Showing 3 changed files with 24 additions and 16 deletions.
diff --git a/bin/ppaxe b/bin/ppaxe
@@ -154,16 +154,13 @@ def main():
 
     # START THE PROGRAM
     pmids = read_identifiers(options.pmids)
-    if options.mode == "ppi":
-        stats = get_ppi(options, start_time, pmids)
-        log.info("Total articles analyzed: %s", stats['total_articles'])
-        log.info("Total sentences analyzed: %s", stats['total_sentences'])

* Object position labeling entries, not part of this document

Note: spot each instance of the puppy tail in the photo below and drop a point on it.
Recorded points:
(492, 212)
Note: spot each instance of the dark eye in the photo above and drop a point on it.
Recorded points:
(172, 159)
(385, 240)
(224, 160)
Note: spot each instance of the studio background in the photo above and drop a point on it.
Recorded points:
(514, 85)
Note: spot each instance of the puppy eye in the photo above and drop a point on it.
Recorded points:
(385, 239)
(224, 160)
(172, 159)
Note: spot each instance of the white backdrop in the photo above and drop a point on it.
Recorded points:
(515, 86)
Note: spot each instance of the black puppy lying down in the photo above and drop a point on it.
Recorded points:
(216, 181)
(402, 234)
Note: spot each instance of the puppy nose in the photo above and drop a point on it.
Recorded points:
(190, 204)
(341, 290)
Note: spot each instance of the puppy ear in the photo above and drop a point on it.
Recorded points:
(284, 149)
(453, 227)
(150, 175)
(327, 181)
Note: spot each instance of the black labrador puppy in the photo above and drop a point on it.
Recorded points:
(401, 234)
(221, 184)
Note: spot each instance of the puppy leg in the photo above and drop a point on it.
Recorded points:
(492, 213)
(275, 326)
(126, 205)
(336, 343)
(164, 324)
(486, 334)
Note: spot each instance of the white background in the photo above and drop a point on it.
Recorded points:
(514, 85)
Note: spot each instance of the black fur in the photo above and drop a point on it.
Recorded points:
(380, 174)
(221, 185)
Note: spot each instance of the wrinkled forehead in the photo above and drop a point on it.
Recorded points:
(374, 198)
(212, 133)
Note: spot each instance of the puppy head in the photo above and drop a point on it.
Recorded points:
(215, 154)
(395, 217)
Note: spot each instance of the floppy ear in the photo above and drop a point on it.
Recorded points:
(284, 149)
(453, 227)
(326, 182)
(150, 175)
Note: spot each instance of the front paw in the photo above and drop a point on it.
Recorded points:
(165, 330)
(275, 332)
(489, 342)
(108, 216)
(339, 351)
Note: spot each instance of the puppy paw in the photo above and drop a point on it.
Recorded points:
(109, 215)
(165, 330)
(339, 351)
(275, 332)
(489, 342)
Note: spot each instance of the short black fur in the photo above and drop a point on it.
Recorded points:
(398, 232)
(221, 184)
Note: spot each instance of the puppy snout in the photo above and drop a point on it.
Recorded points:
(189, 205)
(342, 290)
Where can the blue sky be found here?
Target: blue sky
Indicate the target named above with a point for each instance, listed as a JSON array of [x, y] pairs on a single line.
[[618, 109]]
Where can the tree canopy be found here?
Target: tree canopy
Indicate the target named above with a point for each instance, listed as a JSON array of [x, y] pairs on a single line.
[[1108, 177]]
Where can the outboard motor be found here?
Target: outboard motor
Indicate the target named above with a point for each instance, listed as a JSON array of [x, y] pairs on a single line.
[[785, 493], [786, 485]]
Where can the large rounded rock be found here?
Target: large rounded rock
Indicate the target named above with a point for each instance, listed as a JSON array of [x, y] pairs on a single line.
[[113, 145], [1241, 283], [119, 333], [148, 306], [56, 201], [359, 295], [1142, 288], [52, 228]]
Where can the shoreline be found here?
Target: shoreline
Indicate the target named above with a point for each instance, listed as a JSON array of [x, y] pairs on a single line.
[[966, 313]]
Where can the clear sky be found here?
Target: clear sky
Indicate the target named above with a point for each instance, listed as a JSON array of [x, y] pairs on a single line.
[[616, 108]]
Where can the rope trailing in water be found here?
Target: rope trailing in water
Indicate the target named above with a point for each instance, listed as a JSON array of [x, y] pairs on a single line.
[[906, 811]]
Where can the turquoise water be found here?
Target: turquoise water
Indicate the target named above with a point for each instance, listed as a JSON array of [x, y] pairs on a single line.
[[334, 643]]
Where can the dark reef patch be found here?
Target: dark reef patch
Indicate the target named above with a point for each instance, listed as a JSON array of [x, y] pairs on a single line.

-        log.info("Total candidates found: %s", stats['total_candidates'])
-        log.info("Total interactions retrieved: %s", stats['total_interacts'])
-        log.info("Total time: ~%s seconds", round(time.time() - start_time))
-        log.info("Program finished: %s", str(datetime.now()))
-    else:
-        print("Perform Gene/Protein symbol analysis")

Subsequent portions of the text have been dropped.